Он взял бургер обеими руками и откусил огромный кусок.
– Я не пялилась на ее грудь.
– Как скажете, – отозвался инспектор Робертс, пережевывая откусанное. – Знаете, в последнее время я замечаю, что молодые офицеры все чаще высказывают обо мне подобные предположения. Ладно бы они просто считали меня копом-старпером, отставшим от жизни, – с того прошлогоднего дела они в принципе стали относиться ко мне по-другому. И пусть никто не осмеливается сказать мне это в лицо, я понимаю, что моя репутация изрядно подпорчена.
– Может, вам стоит есть помедленнее?
Инспектор Робертс вскинул кустистые брови, глядя на меня.
– Это вы сейчас серьезно?
– Да. Вам стоит пережевывать пищу, а не глотать куски. Лучше всего тридцать два раза, но сгодится и двадцать пять.

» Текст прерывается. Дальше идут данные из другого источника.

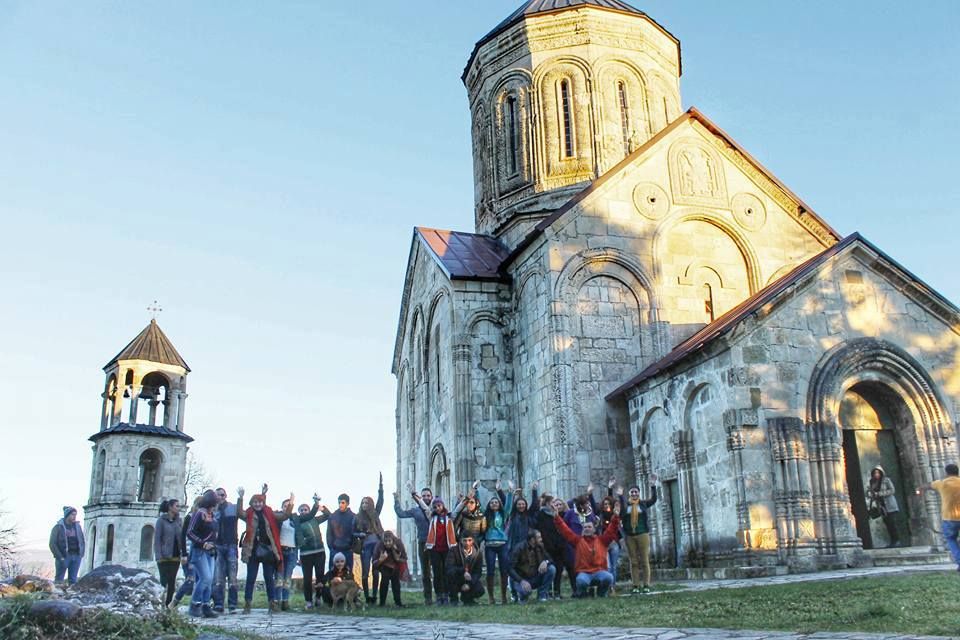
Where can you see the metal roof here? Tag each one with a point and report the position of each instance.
(144, 429)
(465, 256)
(152, 345)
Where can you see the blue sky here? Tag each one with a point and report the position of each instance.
(259, 168)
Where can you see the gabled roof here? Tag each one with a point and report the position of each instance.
(144, 429)
(728, 321)
(539, 7)
(465, 256)
(691, 114)
(152, 345)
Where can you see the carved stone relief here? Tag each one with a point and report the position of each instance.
(696, 174)
(748, 211)
(650, 200)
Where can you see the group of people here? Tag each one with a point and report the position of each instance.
(528, 542)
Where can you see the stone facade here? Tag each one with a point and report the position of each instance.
(139, 454)
(529, 371)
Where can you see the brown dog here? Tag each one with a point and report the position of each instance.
(347, 592)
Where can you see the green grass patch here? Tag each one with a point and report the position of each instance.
(913, 604)
(16, 624)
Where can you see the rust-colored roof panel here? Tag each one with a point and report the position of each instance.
(153, 345)
(466, 256)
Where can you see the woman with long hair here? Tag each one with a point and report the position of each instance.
(369, 529)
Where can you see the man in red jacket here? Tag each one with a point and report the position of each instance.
(590, 553)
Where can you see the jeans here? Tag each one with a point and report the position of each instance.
(366, 560)
(168, 578)
(204, 564)
(289, 564)
(189, 578)
(602, 579)
(347, 553)
(312, 563)
(69, 567)
(951, 531)
(425, 571)
(492, 554)
(613, 558)
(226, 574)
(638, 548)
(542, 582)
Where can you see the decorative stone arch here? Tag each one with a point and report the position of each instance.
(439, 470)
(751, 261)
(567, 166)
(622, 98)
(884, 366)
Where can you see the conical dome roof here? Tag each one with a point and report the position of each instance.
(152, 345)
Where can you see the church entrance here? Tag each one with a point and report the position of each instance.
(877, 427)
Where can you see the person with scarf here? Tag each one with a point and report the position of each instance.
(590, 554)
(468, 518)
(261, 546)
(880, 494)
(495, 548)
(340, 528)
(553, 542)
(369, 529)
(636, 533)
(604, 515)
(166, 546)
(390, 559)
(421, 520)
(464, 570)
(309, 542)
(202, 533)
(441, 538)
(67, 546)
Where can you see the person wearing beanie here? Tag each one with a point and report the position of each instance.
(261, 546)
(340, 527)
(67, 546)
(202, 533)
(369, 529)
(166, 546)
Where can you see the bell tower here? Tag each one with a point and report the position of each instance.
(140, 451)
(560, 92)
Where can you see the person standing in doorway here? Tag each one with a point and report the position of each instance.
(881, 502)
(67, 546)
(949, 490)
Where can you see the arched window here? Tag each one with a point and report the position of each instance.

Чем больше вы жуете, тем медленнее едите и быстрее насыщаетесь.
Он похлопал объемистый живот.
– Намекаете, что я прибавил пяток фунтов, профессор?
Я отпила чаю.
– Не удивлюсь, если она вычитывала мои старые дела, чтобы на чем-то меня подловить, – продолжил он. – Доказать, что она лучше меня, умнее. Что мозги у нее свежее и острее. И когти тоже.

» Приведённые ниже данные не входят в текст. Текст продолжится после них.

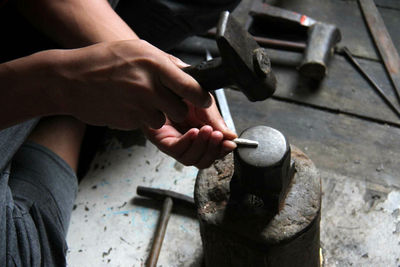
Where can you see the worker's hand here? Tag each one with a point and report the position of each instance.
(201, 139)
(126, 85)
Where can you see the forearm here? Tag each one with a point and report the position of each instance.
(76, 23)
(25, 90)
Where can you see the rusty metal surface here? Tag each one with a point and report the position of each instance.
(264, 172)
(383, 42)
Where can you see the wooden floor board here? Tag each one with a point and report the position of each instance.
(344, 145)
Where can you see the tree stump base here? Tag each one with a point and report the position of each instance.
(241, 232)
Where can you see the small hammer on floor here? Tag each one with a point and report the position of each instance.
(169, 198)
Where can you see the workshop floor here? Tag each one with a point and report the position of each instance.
(345, 128)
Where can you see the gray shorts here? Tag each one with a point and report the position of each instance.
(37, 193)
(37, 188)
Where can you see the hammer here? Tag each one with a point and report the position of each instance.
(243, 64)
(322, 37)
(169, 198)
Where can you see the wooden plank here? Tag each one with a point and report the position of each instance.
(338, 143)
(344, 89)
(347, 16)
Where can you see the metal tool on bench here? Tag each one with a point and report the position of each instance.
(384, 43)
(169, 198)
(322, 37)
(243, 64)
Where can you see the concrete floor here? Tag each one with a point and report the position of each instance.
(360, 223)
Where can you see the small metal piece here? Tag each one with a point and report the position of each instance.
(381, 93)
(383, 41)
(322, 37)
(169, 198)
(161, 194)
(267, 170)
(245, 142)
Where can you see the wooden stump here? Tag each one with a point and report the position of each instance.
(235, 233)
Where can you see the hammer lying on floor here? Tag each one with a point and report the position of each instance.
(169, 198)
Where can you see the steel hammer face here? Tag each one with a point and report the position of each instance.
(247, 65)
(242, 65)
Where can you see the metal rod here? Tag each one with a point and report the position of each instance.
(245, 142)
(381, 93)
(160, 233)
(383, 41)
(269, 42)
(222, 102)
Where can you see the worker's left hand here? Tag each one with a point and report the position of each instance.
(201, 139)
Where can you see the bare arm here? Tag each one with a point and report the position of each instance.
(123, 84)
(25, 91)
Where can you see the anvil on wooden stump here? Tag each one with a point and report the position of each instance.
(252, 217)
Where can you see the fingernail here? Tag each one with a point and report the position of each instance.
(181, 63)
(208, 103)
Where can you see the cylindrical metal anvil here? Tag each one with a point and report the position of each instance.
(267, 170)
(260, 209)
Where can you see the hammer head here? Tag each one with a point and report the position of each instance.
(248, 65)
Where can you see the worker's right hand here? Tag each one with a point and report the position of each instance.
(125, 85)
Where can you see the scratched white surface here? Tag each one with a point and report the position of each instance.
(109, 229)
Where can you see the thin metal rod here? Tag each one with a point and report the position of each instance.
(245, 142)
(383, 41)
(160, 233)
(223, 103)
(381, 93)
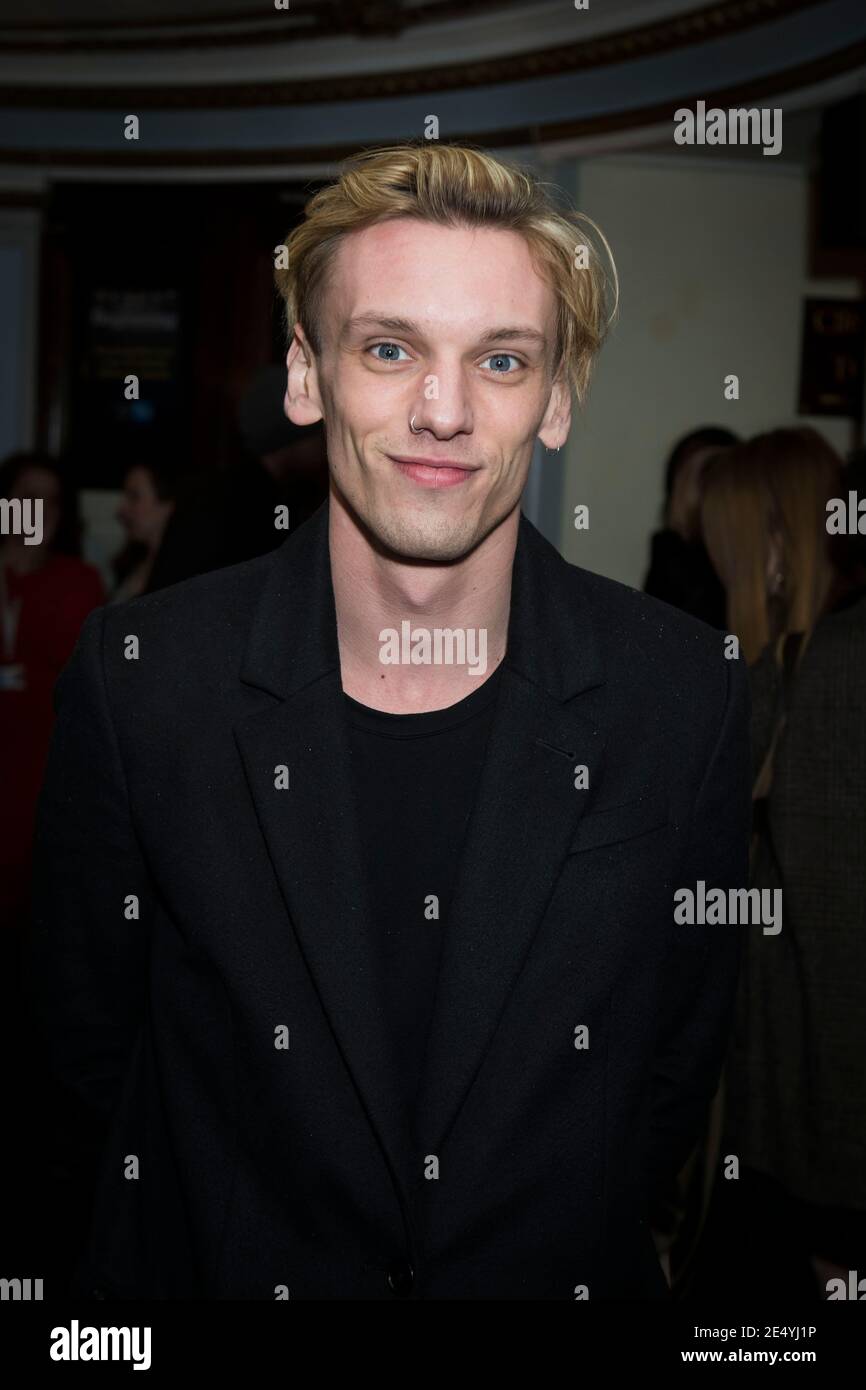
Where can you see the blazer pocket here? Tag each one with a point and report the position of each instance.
(624, 822)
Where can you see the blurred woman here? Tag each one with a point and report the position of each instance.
(680, 570)
(146, 505)
(46, 591)
(795, 1077)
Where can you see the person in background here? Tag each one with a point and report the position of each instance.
(46, 591)
(227, 516)
(795, 1083)
(680, 570)
(145, 508)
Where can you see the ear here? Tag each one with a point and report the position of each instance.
(302, 402)
(556, 421)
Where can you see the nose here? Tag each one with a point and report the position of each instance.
(445, 407)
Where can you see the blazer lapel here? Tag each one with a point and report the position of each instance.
(526, 813)
(310, 829)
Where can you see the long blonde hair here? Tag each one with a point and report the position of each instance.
(766, 495)
(458, 185)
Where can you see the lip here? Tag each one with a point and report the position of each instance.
(434, 473)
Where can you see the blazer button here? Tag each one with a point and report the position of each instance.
(401, 1278)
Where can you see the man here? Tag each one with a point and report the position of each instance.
(357, 941)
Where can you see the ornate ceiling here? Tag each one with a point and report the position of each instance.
(243, 84)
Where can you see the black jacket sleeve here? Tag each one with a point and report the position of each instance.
(88, 957)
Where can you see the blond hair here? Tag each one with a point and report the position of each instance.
(456, 185)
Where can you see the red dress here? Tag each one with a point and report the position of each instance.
(53, 605)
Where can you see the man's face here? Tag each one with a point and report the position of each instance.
(455, 328)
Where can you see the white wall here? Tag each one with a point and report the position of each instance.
(712, 262)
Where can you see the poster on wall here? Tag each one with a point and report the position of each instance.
(831, 357)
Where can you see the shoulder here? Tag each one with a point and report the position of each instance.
(651, 638)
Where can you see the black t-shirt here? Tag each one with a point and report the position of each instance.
(414, 780)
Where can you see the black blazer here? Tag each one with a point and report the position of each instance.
(228, 1166)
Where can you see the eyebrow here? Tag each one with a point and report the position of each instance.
(409, 330)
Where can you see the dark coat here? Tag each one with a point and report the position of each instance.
(263, 1166)
(797, 1073)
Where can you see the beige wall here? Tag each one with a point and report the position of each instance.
(712, 278)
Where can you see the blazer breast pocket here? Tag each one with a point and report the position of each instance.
(624, 822)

Я поразмыслила над его словами и пришла к выводу, что в самом деле детектив Чемберс – та еще колючка, но эти колючки не заметны с первого взгляда, пока не заглянешь поглубже. Как у Berberis thunbergii f. atropurpurea – красивого растения с пурпурными листьями, за которыми прячутся шипы, чей укол безвреден, но очень болезнен.
– Барбарис, – произнесла я вслух разговорное название этого растения.
– А?
– Она барбарис.
– Барбара? Разве ее так зовут?
– Понятия не имею.
– Но вы только что сказали «Барбара».
– Нет. Барбарис. Прозвище. Отец предложил мне давать людям прозвища, когда…

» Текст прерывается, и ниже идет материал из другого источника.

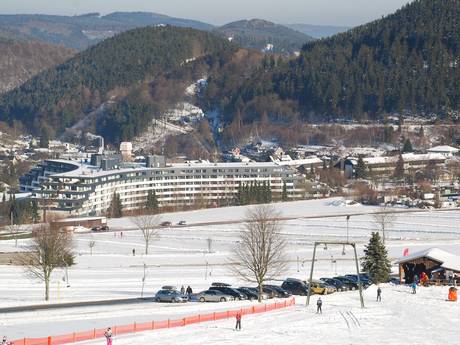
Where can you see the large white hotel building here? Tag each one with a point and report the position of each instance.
(87, 188)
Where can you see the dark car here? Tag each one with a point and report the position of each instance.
(229, 291)
(364, 281)
(280, 292)
(172, 296)
(340, 286)
(255, 291)
(250, 294)
(348, 282)
(295, 287)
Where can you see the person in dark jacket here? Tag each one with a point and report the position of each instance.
(238, 321)
(319, 305)
(189, 291)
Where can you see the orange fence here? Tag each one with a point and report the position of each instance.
(149, 326)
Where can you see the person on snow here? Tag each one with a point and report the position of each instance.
(108, 336)
(319, 305)
(189, 291)
(238, 321)
(6, 342)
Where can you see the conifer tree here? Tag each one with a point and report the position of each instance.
(361, 169)
(407, 147)
(399, 169)
(152, 202)
(375, 261)
(284, 193)
(34, 212)
(116, 208)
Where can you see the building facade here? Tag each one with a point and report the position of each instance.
(81, 188)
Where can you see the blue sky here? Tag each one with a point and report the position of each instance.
(330, 12)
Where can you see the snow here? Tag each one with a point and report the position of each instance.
(181, 257)
(447, 260)
(401, 318)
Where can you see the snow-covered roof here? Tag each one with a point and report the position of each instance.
(444, 149)
(448, 261)
(407, 157)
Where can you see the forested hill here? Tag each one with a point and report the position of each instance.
(257, 34)
(59, 97)
(407, 62)
(20, 60)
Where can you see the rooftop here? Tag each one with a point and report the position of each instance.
(448, 260)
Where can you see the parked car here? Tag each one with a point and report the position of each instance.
(230, 291)
(321, 288)
(348, 282)
(213, 296)
(172, 296)
(250, 295)
(295, 286)
(364, 281)
(280, 292)
(254, 291)
(100, 228)
(340, 286)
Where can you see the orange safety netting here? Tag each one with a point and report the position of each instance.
(153, 325)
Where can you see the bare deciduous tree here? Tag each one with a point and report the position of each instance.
(209, 241)
(14, 230)
(50, 249)
(384, 220)
(91, 245)
(148, 225)
(260, 251)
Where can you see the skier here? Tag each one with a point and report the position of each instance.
(238, 321)
(5, 341)
(319, 304)
(108, 336)
(189, 291)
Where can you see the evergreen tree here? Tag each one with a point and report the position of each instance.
(375, 261)
(399, 169)
(407, 147)
(152, 201)
(284, 196)
(116, 208)
(34, 212)
(361, 169)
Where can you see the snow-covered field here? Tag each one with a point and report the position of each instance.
(401, 318)
(181, 257)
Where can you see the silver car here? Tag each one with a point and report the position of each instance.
(213, 296)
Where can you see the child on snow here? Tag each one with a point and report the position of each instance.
(238, 321)
(108, 336)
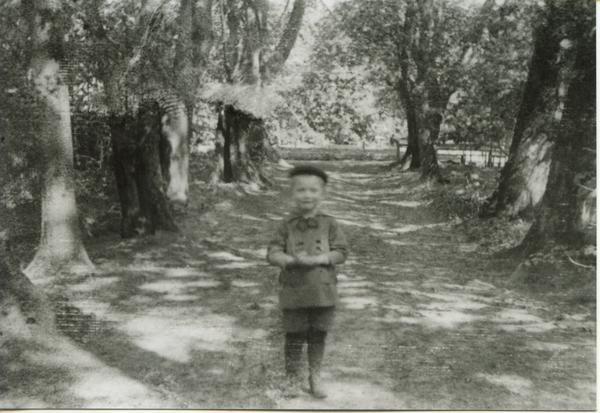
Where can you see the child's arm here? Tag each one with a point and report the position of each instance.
(338, 246)
(276, 252)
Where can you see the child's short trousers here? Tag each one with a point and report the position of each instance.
(299, 320)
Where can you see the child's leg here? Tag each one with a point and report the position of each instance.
(316, 349)
(295, 325)
(293, 352)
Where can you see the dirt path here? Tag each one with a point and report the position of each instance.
(192, 320)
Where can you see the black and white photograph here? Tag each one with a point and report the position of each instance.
(298, 205)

– В общем, неважно, как ее зовут, – инспектор Робертс закинул в рот остатки сэндвича и вытер подбородок, – она, видимо, считает меня замшелым копом, отставшим от времени, которому пора в отставку. Наверное, она из тех борцов за прогресс, которые не хотят видеть в полиции никого старше пятидесяти. Я уверен… эта юная леди хочет занять мое место и будет добиваться его всеми правдами и неправдами. – Он махнул рукой официанту. – Кто бы мог знать, что сэндвич с беконом в два часа ночи – это такое объедение? Я бы и от второго сейчас не отказался.
Давать людям ботанические прозвища мне еще в детстве предложил отец, когда стало понятно, что я с трудом запоминаю лица и имена. Впервые встретившись с инспектором Робертсом, я дала ему прозвище Тополь, по латыни Pópulus, поскольку его пух, собирая пыльцу других растений, становится источником аллергии и сопутствующих ей неприятных симптомов – слезящихся опухших глаз и першения в горле.